Image via Twitter: John Steenhuisen MP

Steenhuisen on ‘becoming’ DA leader: ‘I’ll keep Zille in her lane’

Steenhuisen is quickly climbing the ranks of the official opposition.

Steenhuisen DA Zille

Image via Twitter: John Steenhuisen MP

DA parliamentary leader John Steenhuisen has announced that he intends becoming DA leader in place of Mmusi Maimane, who has resigned.

Steenhuisen made the announcement during a speech to the Cape Town Press Club at Kelvin Grove in Newlands, the DA liberal heartland.

He will avail himself to become the interim leader of the DA when the party’s federal council meets to elect the interim leader on 17 November, and the leader proper when the DA federal congress meets in April.

Steenhuisen on Zille: “I will point the yellow lines out to her”

Regarding his relationship with the party’s powerful chairperson of the DA federal executive, Helen Zille, Steenhuisen said he has agreed and differed with her very strongly over the years. “One of the things we differed about was her tweets on colonialism. Twitter was definitely not the platform to raise the issue.

“Helen Zille won an election to fill that position – she did not appoint herself. She has promised to stay in her lane, and if she doesn’t, I will point the yellow lines out to her,” Steenhuisen undertook.

Steenhuisen admitted that the last few months have been tumultuous for the DA and that it has been a setback. But he stated that reports of the DA’s death are greatly exaggerated.

He said that the DA must focus on values and principles, not personalities. Voters must know what the DA is, what the DA is about and what the DA is fighting for – steel, not jelly.

Three rules for the DA going forward

In this regard, Steenhuisen said there were three traps to avoid. The DA must not lurch to the right in the belief that it must recapture conservative supporters. Neither must it lurch to the left and become ANC-lite. Lastly it must not do nothing and behave as if it is business as usual, because the political landscape is shifting and the Left is gaining traction.

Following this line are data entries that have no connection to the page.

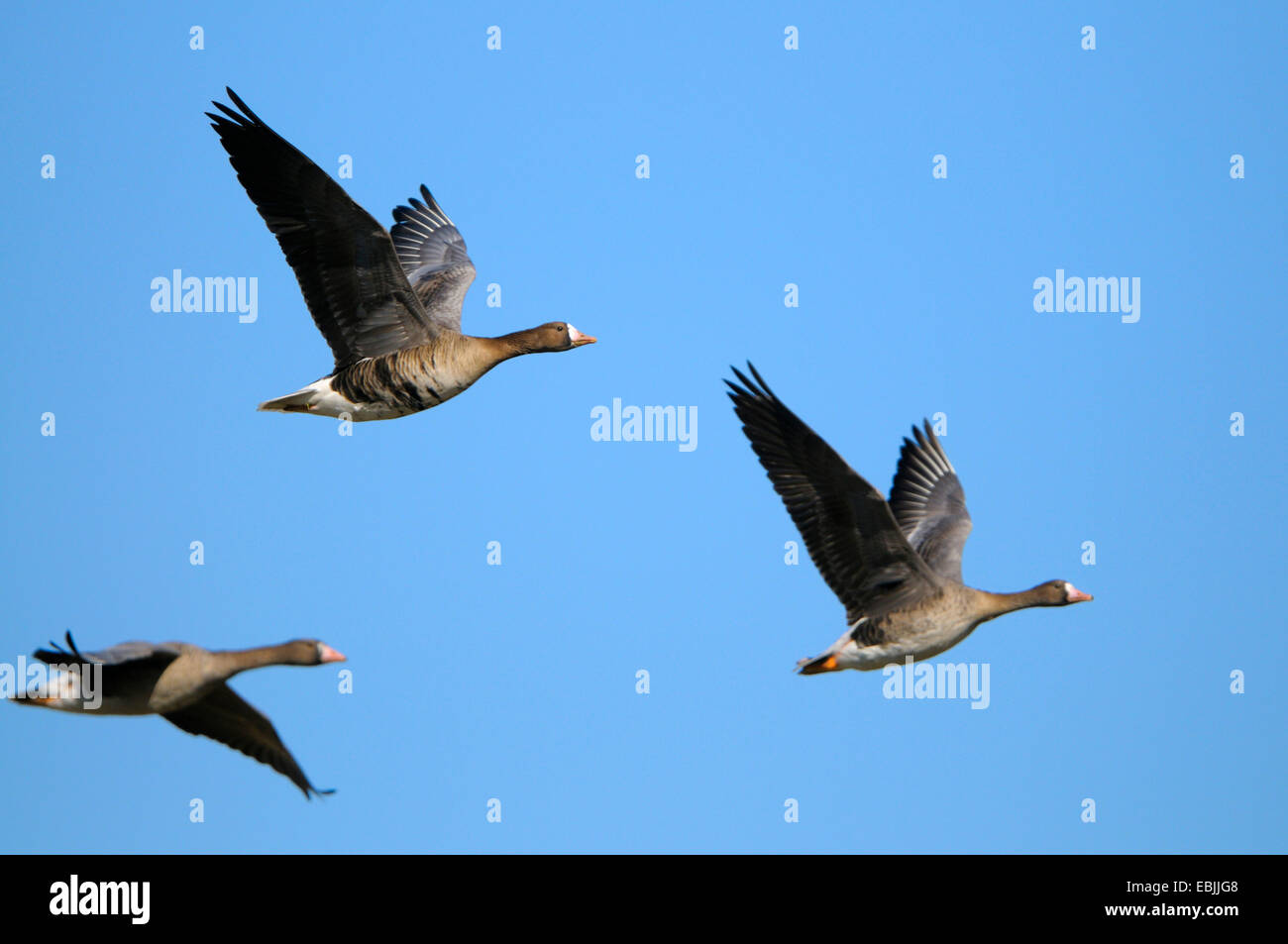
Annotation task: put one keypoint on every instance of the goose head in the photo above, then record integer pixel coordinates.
(558, 335)
(1057, 592)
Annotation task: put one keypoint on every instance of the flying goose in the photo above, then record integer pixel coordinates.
(188, 686)
(387, 305)
(896, 566)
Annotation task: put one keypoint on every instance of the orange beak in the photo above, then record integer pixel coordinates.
(330, 655)
(1078, 596)
(578, 338)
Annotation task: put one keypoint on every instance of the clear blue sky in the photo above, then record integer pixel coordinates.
(767, 167)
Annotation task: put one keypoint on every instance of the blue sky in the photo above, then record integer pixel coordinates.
(767, 166)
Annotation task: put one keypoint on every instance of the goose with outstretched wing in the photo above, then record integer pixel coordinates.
(389, 305)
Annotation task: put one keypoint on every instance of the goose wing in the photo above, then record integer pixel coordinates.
(343, 258)
(928, 504)
(224, 716)
(432, 252)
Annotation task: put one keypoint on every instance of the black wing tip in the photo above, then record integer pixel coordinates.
(751, 387)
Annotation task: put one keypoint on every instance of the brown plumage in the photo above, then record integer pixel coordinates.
(188, 686)
(896, 566)
(389, 304)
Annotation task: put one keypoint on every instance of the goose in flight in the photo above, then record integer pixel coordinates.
(389, 305)
(184, 684)
(896, 566)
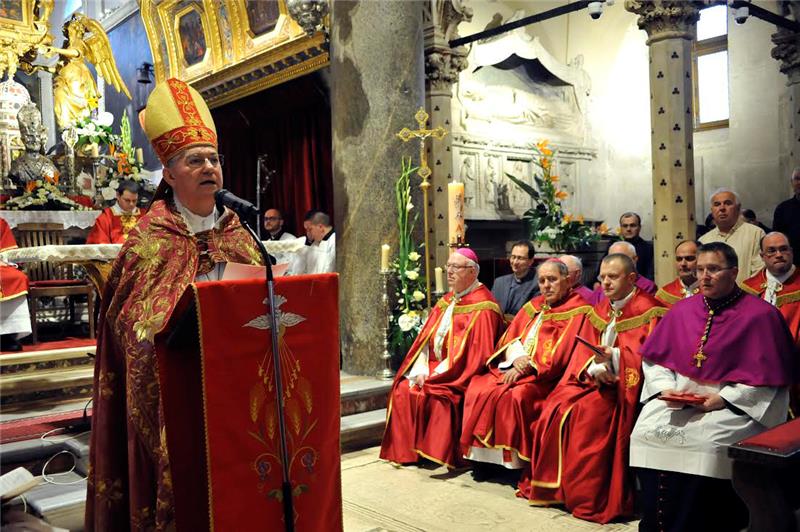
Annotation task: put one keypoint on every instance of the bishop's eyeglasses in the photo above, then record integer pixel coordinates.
(199, 161)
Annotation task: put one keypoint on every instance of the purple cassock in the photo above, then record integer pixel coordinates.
(642, 283)
(585, 292)
(749, 343)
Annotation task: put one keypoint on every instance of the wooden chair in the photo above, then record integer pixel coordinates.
(52, 279)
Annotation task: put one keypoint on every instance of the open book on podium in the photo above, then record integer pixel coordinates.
(217, 385)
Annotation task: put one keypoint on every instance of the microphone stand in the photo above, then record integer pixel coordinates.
(288, 503)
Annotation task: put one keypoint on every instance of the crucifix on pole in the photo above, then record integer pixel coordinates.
(422, 133)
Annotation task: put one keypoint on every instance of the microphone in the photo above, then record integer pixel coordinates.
(235, 203)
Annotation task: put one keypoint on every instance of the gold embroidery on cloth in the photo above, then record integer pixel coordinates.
(631, 378)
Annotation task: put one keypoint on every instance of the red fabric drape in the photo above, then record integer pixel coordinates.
(291, 124)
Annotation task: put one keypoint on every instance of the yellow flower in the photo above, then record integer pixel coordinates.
(543, 149)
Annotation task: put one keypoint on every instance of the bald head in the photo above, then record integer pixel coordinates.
(623, 248)
(575, 267)
(777, 253)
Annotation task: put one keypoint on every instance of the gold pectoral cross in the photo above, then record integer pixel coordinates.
(699, 357)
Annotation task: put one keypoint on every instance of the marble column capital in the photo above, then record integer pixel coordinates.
(442, 66)
(667, 19)
(443, 63)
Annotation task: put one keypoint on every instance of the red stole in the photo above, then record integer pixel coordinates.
(109, 228)
(13, 283)
(672, 292)
(130, 484)
(580, 441)
(497, 417)
(427, 422)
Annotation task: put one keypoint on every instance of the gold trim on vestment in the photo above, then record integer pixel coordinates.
(667, 297)
(482, 305)
(747, 288)
(7, 298)
(435, 460)
(638, 321)
(205, 404)
(785, 299)
(557, 483)
(499, 447)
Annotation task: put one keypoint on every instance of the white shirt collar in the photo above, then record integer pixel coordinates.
(772, 279)
(618, 304)
(195, 222)
(117, 210)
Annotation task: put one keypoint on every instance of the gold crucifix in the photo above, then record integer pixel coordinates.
(699, 357)
(422, 133)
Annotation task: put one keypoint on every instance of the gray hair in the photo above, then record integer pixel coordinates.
(562, 267)
(627, 262)
(577, 261)
(622, 244)
(720, 191)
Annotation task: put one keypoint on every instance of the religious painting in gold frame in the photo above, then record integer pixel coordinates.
(250, 45)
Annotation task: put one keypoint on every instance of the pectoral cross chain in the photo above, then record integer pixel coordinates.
(699, 357)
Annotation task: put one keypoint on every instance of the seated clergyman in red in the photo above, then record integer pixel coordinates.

According to Steenhuisen, the DA must be a fortress of non-racialism, compassion and reconciliation which respects diversity and will fight as hard for Afrikaans tuition at Stellenbosch as it will for Zulu mother tongue education. Group identity must be voluntary and should not translate into groupthink.

He stands for an enterprise economy with equal input rather than the ideal of equal outcome, excellent education and an understanding of the South African desire for dignity.

Steenhuisen committed himself to the liberal ideal, saying that ability and need must be the measure of disadvantage – not race.  The liberal ideal, according to Steenhuisen, thrives on contestation such as freedom of the press and freedom of speech.

Furthermore, liberalism must be dynamic in adapting to changed circumstances, it must distrust concentrations of power and it must focus on respect for the individual.

If the DA stuck to such values, it would thrive, Steenhuisen says.